Bridges and roads destroyed during the battles to oust the "Islamic State of Iraq and Syria" (ISIS) from Anbar have been rebuilt as part of a massive reconstruction campaign in the province, the local government said.

Iraqi engineering and technical personnel have now completed the reconstruction of 74 bridges across the province, Anbar provincial council member Farhan Mohammed said Wednesday (September 11th).

The bridges were damaged or destroyed during the fighting or through acts of sabotage carried out by ISIS as Iraqi forces closed in on them, he told Diyaruna.

Bridge reconstruction work began immediately after the group's expulsion from the province at the end of 2017, and bridges have been reopening on a rolling basis ever since, he said.


Road rehabilitation work gets under way in the Anbar city of Ramadi on September 17th, 2018. [Photo courtesy of the Iraqi Ministry of Construction and Housing]

Rehabilitated bridges include the Japanese, Palestine, Omar bin Abdul Aziz, al-Qasim and al-Hawz bridges in eastern Anbar, as well as dozens of bridges west of Ramadi up to al-Qaim near the border with Syria, Mohammed said.

"We have 40 destroyed bridges left, a large number of which are currently undergoing rehabilitation by Iraqi engineering and technical personnel," he said, noting that some projects have been handed over to specialised companies.

If all goes to plan, he added, these will open at the beginning of next year.
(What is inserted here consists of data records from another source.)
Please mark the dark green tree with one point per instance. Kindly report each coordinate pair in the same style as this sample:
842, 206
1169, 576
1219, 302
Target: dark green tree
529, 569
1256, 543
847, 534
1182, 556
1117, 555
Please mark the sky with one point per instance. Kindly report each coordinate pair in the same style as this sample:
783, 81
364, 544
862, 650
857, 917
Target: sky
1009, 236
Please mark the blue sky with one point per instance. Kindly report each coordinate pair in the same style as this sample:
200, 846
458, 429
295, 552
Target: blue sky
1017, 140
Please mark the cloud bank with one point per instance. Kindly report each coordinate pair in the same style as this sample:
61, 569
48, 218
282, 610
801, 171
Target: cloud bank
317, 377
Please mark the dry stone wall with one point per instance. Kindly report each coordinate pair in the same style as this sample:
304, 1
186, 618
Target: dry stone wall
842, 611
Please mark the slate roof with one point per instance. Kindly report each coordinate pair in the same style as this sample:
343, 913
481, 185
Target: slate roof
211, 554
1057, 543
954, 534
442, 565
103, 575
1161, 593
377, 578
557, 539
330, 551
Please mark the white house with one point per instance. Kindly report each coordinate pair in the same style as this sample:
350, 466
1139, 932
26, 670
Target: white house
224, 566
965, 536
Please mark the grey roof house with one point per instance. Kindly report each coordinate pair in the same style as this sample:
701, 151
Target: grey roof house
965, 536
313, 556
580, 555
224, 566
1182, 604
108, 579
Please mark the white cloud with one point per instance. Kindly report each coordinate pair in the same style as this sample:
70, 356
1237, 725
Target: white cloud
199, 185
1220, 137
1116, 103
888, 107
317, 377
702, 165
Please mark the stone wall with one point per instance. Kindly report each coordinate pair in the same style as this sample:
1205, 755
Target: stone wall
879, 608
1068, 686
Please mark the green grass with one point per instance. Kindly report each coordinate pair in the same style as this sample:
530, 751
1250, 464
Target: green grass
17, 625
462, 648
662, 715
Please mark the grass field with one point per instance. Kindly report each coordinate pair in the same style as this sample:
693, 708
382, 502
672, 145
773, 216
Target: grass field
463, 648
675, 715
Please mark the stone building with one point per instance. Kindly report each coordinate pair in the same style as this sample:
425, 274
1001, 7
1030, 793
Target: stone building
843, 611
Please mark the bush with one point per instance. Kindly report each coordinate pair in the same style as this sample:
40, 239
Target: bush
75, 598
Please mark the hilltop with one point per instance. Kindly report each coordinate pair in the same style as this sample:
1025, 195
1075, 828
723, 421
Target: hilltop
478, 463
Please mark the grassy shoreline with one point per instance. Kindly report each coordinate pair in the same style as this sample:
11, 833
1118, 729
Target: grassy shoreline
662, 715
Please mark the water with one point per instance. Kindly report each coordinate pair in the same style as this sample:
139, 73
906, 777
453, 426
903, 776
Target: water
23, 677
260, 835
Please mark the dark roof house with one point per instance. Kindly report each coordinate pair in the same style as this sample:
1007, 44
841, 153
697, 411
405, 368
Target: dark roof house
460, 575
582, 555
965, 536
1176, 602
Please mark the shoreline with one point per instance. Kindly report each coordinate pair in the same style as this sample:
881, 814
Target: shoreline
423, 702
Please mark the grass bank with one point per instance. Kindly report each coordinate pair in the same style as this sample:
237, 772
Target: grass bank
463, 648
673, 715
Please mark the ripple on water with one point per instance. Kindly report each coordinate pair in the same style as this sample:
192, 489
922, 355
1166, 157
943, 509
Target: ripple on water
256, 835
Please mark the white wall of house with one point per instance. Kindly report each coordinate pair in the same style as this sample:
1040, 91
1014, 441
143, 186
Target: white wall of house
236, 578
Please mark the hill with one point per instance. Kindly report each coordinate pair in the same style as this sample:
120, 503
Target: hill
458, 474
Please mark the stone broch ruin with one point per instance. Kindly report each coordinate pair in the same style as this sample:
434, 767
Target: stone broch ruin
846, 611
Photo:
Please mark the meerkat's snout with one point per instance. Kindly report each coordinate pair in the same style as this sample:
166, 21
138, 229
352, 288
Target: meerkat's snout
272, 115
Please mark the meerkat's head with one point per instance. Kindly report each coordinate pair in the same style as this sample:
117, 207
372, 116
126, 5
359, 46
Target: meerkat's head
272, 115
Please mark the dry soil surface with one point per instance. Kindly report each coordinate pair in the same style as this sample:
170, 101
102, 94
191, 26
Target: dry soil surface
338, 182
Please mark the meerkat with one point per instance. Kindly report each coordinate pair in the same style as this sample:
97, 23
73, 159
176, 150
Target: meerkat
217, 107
Repairing the road network

Important steps also have been taken towards the reconstruction of the main and secondary road network in the province, Mohammed said.

"Several strategic roads connecting the cities of Anbar have been reopened, most notably the Ramadi-al-Karma road," he said.
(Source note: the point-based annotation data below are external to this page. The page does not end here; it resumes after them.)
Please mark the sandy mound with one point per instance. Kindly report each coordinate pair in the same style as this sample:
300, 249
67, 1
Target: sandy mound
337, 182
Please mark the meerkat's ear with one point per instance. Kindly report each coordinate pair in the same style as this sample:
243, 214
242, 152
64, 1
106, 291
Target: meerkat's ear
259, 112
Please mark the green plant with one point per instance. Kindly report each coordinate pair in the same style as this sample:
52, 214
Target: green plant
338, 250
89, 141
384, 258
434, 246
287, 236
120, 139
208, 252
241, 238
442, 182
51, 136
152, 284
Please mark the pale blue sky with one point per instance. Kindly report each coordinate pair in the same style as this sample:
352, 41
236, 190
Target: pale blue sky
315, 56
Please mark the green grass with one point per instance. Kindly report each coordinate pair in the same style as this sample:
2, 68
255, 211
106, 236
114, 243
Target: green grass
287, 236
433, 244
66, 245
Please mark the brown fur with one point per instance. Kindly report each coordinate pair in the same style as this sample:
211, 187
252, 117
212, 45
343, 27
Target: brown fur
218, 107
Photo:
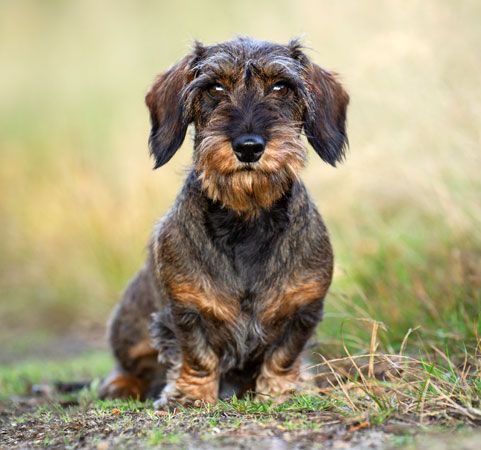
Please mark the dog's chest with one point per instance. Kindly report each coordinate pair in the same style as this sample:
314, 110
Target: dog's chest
248, 244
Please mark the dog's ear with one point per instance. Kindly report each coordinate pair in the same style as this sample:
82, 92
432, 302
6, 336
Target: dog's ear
325, 115
168, 116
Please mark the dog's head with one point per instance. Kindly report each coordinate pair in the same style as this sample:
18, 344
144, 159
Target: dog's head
249, 102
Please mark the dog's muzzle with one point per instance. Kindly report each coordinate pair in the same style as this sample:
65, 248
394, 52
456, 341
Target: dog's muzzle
248, 147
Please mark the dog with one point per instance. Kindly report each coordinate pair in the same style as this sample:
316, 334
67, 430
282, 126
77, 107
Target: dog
238, 269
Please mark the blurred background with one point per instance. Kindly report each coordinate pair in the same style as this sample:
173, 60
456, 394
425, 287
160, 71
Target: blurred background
78, 196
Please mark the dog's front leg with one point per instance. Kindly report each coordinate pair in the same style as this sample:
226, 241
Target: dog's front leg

This has been converted into a two-lane road with lighting, trees and signage, "comparable to the Anbar international highway", he added.

Additionally, he said, "the reconstruction plans have included roads inside the cities, including the 40th, 60th and 100th streets west of Ramadi in the direction of the Kilo-7 area, and many streets throughout Anbar districts".

"The progress of construction in the bridges and roads sector is due to several factors, most importantly, the co-ordinated work between the central and local governments and the support provided by international organisations," he said.

Erasing signs of devastation

The UN Development Programme and the World Bank have given valuable support to Anbar's reconstruction projects, along with the Iraqi fund for the reconstruction of areas affected by terrorism, Mohammed said.

"The security and stability that prevails in the province, thanks to the great efforts exerted by security and tribal forces in securing cities and the desert against the terrorist threat, is the cornerstone of the reconstruction campaigns," he said. "The scenes of reconstruction are clearly visible on Anbar streets."

The province has "begun to erase all the devastation it has suffered", he added, pointing out that the people of Anbar are proud of the visible progress towards reconstruction and are determined to continue to move forward.